Oleg Khaykin, neuer President und CEO von International Rectifier, trimmt den Technologieführer auf Kundennähe. Im Interview spricht er darüber, welche Veränderungen er IR in den ersten 100 Tagen seiner Unternehmensführung verordnet hat.

Markt&Technik: Herr Khaykin, International Rectifier wurde über sechs Jahrzehnte von Mitgliedern der Lidow-Familie geführt, bevor Sie als erster Externer die Leitung von IR übernahmen. Welche Eindrücke haben Sie bisher gesammelt und welche Veränderungen streben Sie an?

Oleg Khaykin: Ich habe versucht, in den ersten 30 Tagen das Unternehmen bis ins Detail kennen zu lernen und dabei den Eindruck gewonnen, dass bei IR alles von der Technologie getrieben wurde. Dieses Unternehmen hat sich über Physik differenziert, hat sich über 60 Jahre hinweg immer wieder selbst erfunden und dadurch sein Überleben gesichert. Es dürfte kein anderes Halbleiterunternehmen geben, das eine ähnlich stringente Historie vorweisen kann.

Das klingt überaus positiv, oder sehen Sie in dieser Technik-Fokussierung einen der Hauptgründe dafür, dass das Wachstum des Unternehmens letztlich begrenzt war?

IR hat aus meiner Sicht in der Vergangenheit Produkte vor allem aus seiner technologischen Vorreiterstellung heraus entwickelt. Anders gesagt, es hätte durchaus die Möglichkeit bestanden andere Produkte zu entwickeln, nur hat man sich letztlich nicht dafür interessiert, weil das keine technische Herausforderung gewesen wäre. Ich habe den Eindruck gewonnen, dass hier lange Zeit die Attitüde gepflegt wurde, wir erklären dem Kunden, was er braucht.

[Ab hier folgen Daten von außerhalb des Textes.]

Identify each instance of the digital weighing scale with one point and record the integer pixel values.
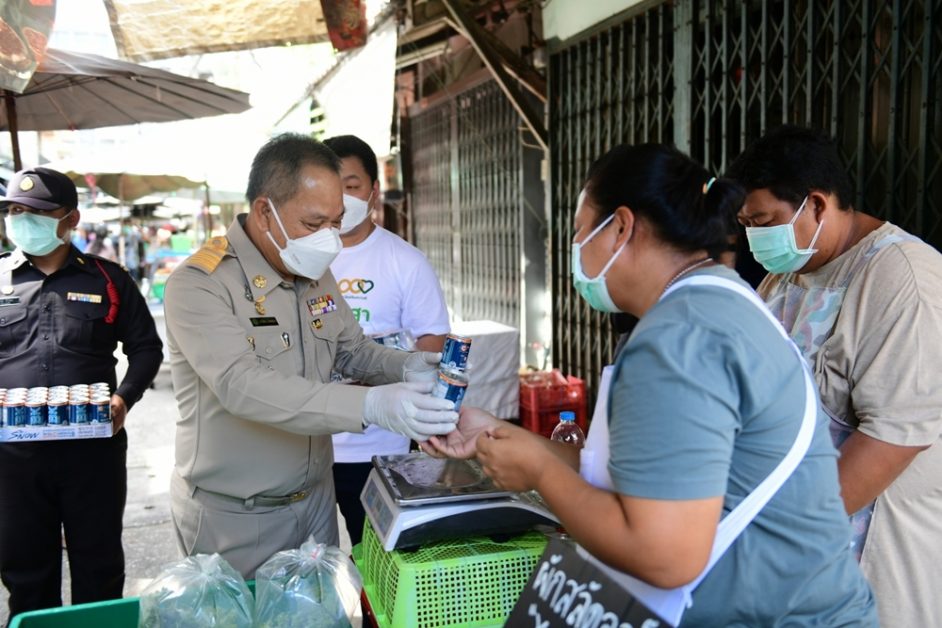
(413, 499)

Hier werden wir in Zukunft ansetzen und uns stärker an den Bedürfnissen und Anregungen der Kunden orientieren. Ein gutes Beispiel für diesen veränderten Ansatz ist die gerade vorgestellte SupIRBuck-Serie. Sie definiert nicht die Grenzen der Physik neu, bietet aber eine auf die Bedürfnisse der Kunden zugeschnittene, hochintegrierte und clevere Lösung.

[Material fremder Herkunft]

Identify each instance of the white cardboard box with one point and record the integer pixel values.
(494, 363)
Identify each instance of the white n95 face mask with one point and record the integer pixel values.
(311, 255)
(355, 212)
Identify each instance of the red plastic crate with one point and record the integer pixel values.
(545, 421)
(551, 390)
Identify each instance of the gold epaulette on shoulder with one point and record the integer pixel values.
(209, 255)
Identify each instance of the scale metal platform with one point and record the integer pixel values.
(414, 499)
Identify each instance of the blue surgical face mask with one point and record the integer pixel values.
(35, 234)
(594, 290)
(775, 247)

IR setzte in den letzten Jahren verstärkt auf proprietäre Lösungen, die in dieser Form sonst niemand anbot. Heißt das, IR wird sich in Zukunft wieder verstärkt den Bedürfnissen des Massenmarktes zuwenden?

Wir werden uns in Zukunft verstärkt des Erfahrungsschatzes anderer Branchen bedienen. Das gilt  für die Art und Weise wie Projekte angegangen und abgewickelt werden, wie die Supply-Chain gehandhabt und die Zusammenarbeit mit den Kunden gepflegt wird. Konkret bedeutet das, wir werden die Produktentwicklung disziplinieren, alle werden mit den gleichen Methodologien und Design Tools arbeiten.

Wir werden uns zudem darauf konzentrieren imTier-1-Kunden in den verschiedenen Branchen zusammenzuarbeiten. Zudem werden wir unsere Kunden in Zukunft verstärkt vor Ort durch hochqualifizierte FAEs unterstützen. Durch die Straffung und Disziplinierung des Entwicklungsprozesses werden wir zudem unsere Cycle-Time deutlich reduzieren.

Initiativen wie die Disziplinierung des Entwicklungsprozesses überraschen doch etwas. Bei einem Technologieführer wie IR hätte man das ebenso, wie die angesprochene Zusammenarbeit mit Tier-1-Kunden vorausgesetzt.

Bei IR standen bislang immer Forschung und Entwicklung im Vordergrund. Entwicklungsingenieure wurden unter diesem Aspekt als Künstler betrachtet. Diese Fokussierung hat sich auch auf anderem Gebiet niedergeschlagen. Außer dem Bereich Aerospace und Defense sowie den High- Reliability-Produkten gelangten bei IR bislang alle Produkte über die gleichen Kanäle zu den Kunden.

Wir werden hier in Zukunft eigene Lösungen für die verschiedenen Anwenderbereiche wie Automotive, Datacom oder Consumer- Electronics entwickeln. Teil dieses Wandels wird es auch sein, dass wir in Zukunft Tier-1-Kunden mit High-Volume- Produkten direkt bedienen werden und uns bei Tier-2-Kunden verstärkt der Distribution bedienen. Von dieser intensiven Zusammenarbeit mit den Tier-1- Kunden, wird IR ganz entscheidend profitieren.